- Date: 30 March – 5 April
- Edition: 38th
- Surface: Clay
- Location: San Luis Potosí, Mexico
- Venue: Club Deportivo Potosino

Champions

Singles
- Nicolás Mejía

Doubles
- Jake Delaney / Tristan Schoolkate
- ← 2025 · Banorte Tennis Open · 2027 →

= 2026 Banorte Tennis Open =

The 2026 Banorte Tennis Open was a professional tennis tournament played on outdoor clay courts. It was the 38th edition of the tournament which was part of the 2026 ATP Challenger Tour. It took place at the Club Deportivo Potosino in San Luis Potosí, Mexico between 30 March and 5 April 2026.

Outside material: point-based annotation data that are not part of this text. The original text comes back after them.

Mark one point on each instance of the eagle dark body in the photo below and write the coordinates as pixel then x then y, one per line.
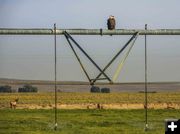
pixel 111 23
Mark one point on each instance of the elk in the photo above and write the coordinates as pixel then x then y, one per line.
pixel 14 103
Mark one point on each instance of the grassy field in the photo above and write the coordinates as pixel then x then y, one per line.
pixel 84 121
pixel 80 98
pixel 24 121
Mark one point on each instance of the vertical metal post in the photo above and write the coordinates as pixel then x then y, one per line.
pixel 146 103
pixel 55 78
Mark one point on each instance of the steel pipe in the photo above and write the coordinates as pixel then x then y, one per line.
pixel 15 31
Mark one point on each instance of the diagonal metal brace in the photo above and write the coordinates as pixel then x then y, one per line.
pixel 115 57
pixel 77 57
pixel 93 62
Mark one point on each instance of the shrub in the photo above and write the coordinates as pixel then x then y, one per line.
pixel 5 88
pixel 105 90
pixel 28 88
pixel 95 89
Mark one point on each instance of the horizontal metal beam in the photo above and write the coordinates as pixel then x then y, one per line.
pixel 15 31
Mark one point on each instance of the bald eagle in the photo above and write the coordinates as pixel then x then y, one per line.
pixel 111 23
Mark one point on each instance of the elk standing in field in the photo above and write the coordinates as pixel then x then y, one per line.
pixel 14 103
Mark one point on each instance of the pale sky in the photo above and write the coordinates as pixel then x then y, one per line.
pixel 32 57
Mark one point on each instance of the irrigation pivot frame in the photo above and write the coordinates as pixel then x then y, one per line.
pixel 68 32
pixel 44 31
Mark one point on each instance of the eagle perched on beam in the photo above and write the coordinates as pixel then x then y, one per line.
pixel 111 22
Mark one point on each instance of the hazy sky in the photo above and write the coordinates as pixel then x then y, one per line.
pixel 32 57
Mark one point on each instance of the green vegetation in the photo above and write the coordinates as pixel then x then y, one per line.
pixel 81 98
pixel 28 88
pixel 83 121
pixel 5 89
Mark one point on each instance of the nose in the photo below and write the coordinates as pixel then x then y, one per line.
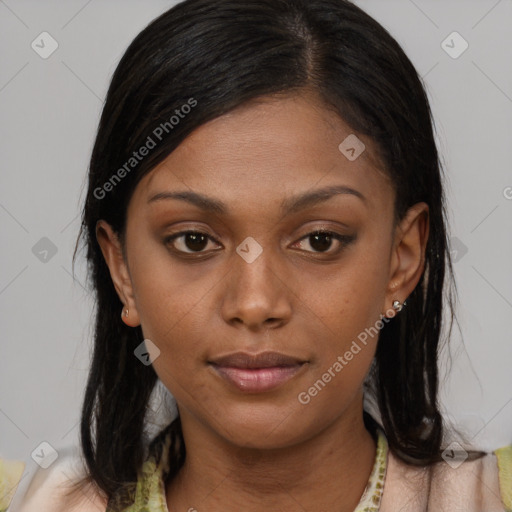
pixel 256 295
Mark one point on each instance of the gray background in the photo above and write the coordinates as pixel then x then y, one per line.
pixel 50 109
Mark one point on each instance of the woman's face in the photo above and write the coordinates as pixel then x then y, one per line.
pixel 257 184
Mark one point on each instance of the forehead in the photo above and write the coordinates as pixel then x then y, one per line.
pixel 268 150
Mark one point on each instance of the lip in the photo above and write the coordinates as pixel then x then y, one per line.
pixel 257 373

==Singles main-draw entrants==
===Seeds===

| Country | Player | Rank^{1} | Seed |
|---|---|---|---|
| AUS | James Duckworth | 80 | 1 |
| AUS | Tristan Schoolkate | 114 | 2 |
| COL | Nicolás Mejía | 185 | 3 |
| ARG | Juan Pablo Ficovich | 208 | 4 |
| SUI | Marc-Andrea Hüsler | 217 | 5 |
| FRA | Luka Pavlovic | 219 | 6 |
| USA | Stefan Kozlov | 265 | 7 |
| ITA | Stefano Napolitano | 299 | 8 |

- ^{1} Rankings are as of 16 March 2026.

===Other entrants===
The following players received wildcards into the singles main draw:
- MEX Rodrigo Alujas
- MEX Alan Magadán
- MEX Alan Fernando Rubio Fierros

The following player received entry into the singles main draw using a protected ranking:
- USA Nicolas Moreno de Alboran

The following player received entry into the singles main draw as an alternate:
- UKR Vladyslav Orlov

The following players received entry from the qualifying draw:
- USA Alafia Ayeni
- BEL Tibo Colson
- ESP Iván Marrero Curbelo
- USA Maxwell McKennon
- COL Miguel Tobón
- USA Theodore Winegar

==Champions==
===Singles===

- COL Nicolás Mejía def. AUS James Duckworth 7–6^{(8–6)}, 6–2.

===Doubles===

- AUS Jake Delaney / AUS Tristan Schoolkate def. ARG Facundo Mena / MEX Rodrigo Pacheco Méndez 6–4, 7–6^{(7–2)}.